Freight fraud can appear professional at first glance. NGI encourages all parties to verify identity, authority, insurance, contact details, and documentation before accepting loads, releasing freight, issuing payments, or sharing sensitive business information.
Double Brokering
Double brokering occurs when a party accepts a shipment without proper authority or intent to perform the transportation service, then attempts to reassign the load to another carrier without authorization. This can create payment disputes, cargo risk, and unclear accountability.
Carrier Authority Identity Theft
Fraud actors may impersonate legitimate brokers, carriers, agents, dispatchers, or company representatives using copied logos, spoofed email addresses, altered documents, misleading phone numbers, or carrier authority information that does not belong to them.
Fraudulent Load Postings
Fraudulent postings may copy legitimate freight details or broker identity information to solicit carriers outside approved channels, redirect communications, or obtain sensitive shipment information.
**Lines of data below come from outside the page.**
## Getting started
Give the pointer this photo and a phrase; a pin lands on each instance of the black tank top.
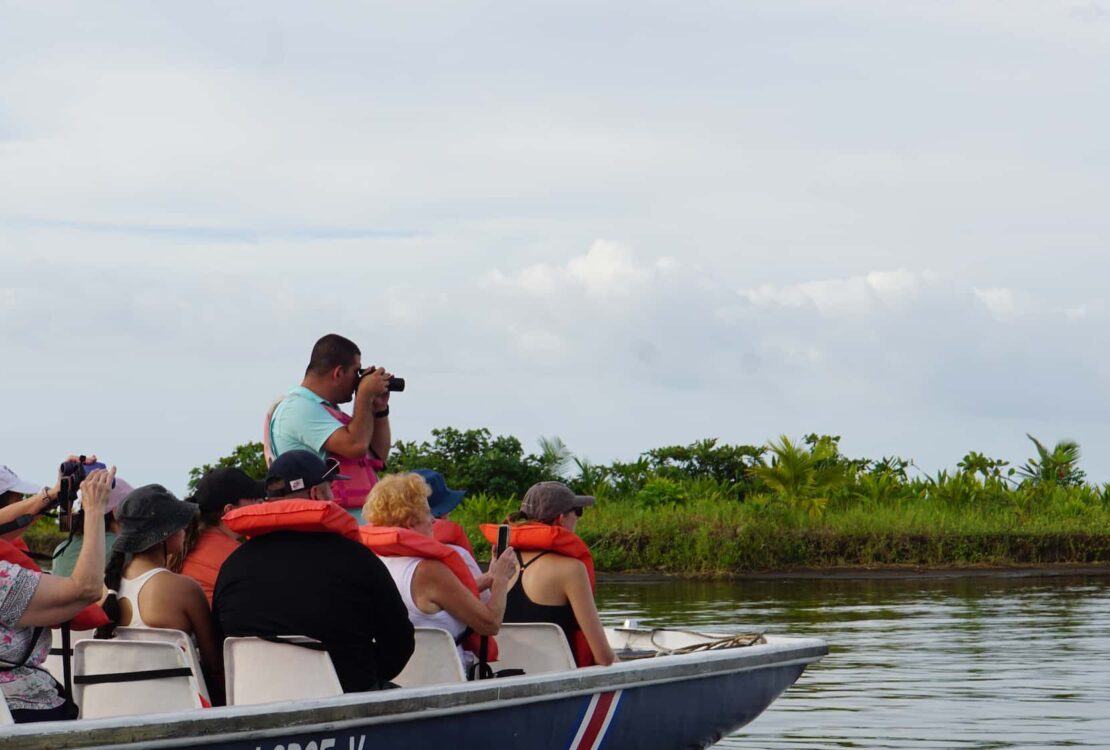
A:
(520, 608)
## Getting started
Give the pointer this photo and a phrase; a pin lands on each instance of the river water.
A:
(971, 661)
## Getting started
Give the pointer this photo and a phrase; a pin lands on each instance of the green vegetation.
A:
(709, 508)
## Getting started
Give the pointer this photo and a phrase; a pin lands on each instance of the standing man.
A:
(309, 418)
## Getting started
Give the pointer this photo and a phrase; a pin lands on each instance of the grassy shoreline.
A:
(714, 539)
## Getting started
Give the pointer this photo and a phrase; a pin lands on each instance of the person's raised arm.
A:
(434, 583)
(57, 598)
(356, 437)
(585, 611)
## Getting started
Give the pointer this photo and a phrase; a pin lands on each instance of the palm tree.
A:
(554, 456)
(803, 477)
(1058, 465)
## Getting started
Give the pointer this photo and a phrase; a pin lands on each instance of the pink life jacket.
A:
(363, 470)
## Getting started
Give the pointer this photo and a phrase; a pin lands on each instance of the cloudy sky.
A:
(627, 224)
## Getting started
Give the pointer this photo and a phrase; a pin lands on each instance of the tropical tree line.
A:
(809, 475)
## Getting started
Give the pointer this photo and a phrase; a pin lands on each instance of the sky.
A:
(625, 224)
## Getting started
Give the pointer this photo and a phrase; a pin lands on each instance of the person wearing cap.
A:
(433, 593)
(142, 591)
(442, 502)
(315, 584)
(31, 602)
(555, 583)
(309, 418)
(19, 497)
(67, 551)
(208, 539)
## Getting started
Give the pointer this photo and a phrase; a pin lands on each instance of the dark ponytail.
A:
(113, 574)
(198, 524)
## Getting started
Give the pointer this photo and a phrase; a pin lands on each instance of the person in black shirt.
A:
(319, 585)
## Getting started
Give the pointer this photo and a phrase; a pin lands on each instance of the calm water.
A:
(939, 662)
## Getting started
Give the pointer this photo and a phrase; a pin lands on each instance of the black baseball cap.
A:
(300, 469)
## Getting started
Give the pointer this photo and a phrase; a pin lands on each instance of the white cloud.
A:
(1001, 303)
(608, 270)
(854, 296)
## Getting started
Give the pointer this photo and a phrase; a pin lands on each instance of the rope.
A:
(739, 640)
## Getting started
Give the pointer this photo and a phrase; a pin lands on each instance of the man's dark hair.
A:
(331, 352)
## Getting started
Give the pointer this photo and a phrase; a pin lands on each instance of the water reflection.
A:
(935, 662)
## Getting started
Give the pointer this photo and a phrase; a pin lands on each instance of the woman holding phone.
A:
(435, 583)
(556, 577)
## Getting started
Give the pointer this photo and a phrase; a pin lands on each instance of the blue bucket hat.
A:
(442, 500)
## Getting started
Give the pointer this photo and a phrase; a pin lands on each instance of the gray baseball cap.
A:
(547, 499)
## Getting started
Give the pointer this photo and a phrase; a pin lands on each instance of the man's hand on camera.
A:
(374, 383)
(94, 492)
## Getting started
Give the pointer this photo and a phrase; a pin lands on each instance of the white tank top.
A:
(402, 569)
(130, 589)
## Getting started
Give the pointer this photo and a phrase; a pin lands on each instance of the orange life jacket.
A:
(450, 533)
(89, 618)
(534, 535)
(394, 541)
(292, 515)
(363, 470)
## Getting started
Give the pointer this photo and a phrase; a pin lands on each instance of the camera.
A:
(394, 384)
(72, 474)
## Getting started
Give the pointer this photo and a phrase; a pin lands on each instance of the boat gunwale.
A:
(343, 712)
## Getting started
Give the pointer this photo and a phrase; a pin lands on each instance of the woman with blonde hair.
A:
(433, 579)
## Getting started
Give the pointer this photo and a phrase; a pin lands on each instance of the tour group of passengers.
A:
(288, 555)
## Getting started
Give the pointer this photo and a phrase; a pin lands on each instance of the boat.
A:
(672, 689)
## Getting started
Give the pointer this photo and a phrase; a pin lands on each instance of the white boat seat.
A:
(53, 661)
(434, 660)
(260, 671)
(181, 639)
(173, 690)
(534, 647)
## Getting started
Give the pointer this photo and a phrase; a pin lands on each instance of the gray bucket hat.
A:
(149, 515)
(547, 499)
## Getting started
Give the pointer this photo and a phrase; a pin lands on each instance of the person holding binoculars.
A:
(309, 418)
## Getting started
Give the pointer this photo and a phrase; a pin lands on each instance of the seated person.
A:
(315, 584)
(31, 602)
(556, 576)
(142, 591)
(67, 553)
(208, 540)
(443, 500)
(437, 590)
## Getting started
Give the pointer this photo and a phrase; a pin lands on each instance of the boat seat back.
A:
(434, 660)
(53, 661)
(534, 647)
(4, 713)
(144, 678)
(179, 638)
(260, 671)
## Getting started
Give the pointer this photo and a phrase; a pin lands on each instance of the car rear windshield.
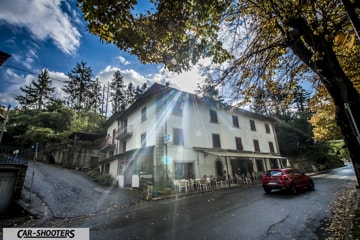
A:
(273, 173)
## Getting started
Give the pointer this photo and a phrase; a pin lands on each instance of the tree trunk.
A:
(339, 86)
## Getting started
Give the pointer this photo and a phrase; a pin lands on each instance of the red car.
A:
(286, 179)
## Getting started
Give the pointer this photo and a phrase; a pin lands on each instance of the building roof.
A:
(157, 88)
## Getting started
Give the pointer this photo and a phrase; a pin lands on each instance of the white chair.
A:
(202, 184)
(176, 183)
(183, 185)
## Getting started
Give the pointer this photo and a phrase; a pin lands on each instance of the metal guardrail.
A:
(12, 155)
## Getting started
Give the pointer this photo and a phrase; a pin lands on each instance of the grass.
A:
(356, 224)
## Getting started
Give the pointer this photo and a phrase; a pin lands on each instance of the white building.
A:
(170, 134)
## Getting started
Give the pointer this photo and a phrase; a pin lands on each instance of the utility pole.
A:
(4, 123)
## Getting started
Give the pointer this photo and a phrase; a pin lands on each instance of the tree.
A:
(80, 88)
(140, 90)
(38, 93)
(209, 91)
(129, 96)
(267, 41)
(117, 88)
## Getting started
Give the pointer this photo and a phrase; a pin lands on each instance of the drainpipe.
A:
(4, 123)
(227, 169)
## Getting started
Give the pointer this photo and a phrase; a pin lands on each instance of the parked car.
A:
(290, 179)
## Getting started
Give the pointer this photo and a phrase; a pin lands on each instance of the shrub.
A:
(104, 179)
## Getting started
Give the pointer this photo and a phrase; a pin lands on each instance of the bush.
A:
(104, 179)
(93, 174)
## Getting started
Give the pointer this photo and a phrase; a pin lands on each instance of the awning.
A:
(244, 155)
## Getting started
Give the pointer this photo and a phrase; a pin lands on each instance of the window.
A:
(238, 142)
(143, 114)
(267, 128)
(143, 140)
(271, 146)
(252, 125)
(124, 147)
(178, 107)
(213, 116)
(216, 141)
(235, 121)
(256, 145)
(178, 136)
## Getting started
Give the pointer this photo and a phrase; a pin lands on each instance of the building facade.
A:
(169, 134)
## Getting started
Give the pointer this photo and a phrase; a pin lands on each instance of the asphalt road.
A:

Phishing Emails Impersonating NGI
Phishing attempts may use lookalike domains, altered signatures, false portal links, or urgent language to obtain credentials, banking information, shipment documents, or payment details.
Cargo Theft
Cargo theft can involve false pickup appointments, fraudulent carrier identities, altered rate confirmations, hijacked communications, or diversion instructions intended to move freight away from the authorized route or consignee.
Fake Carriers
Fake carrier schemes may involve newly created identities, mismatched insurance records, suspicious contact details, unverified equipment claims, incomplete documentation, or credentials that do not align with public records.
Payment Diversion Scams
Payment diversion scams attempt to redirect invoices, settlement funds, or administrative payments to unauthorized accounts through fake instructions, compromised emails, or urgent change requests.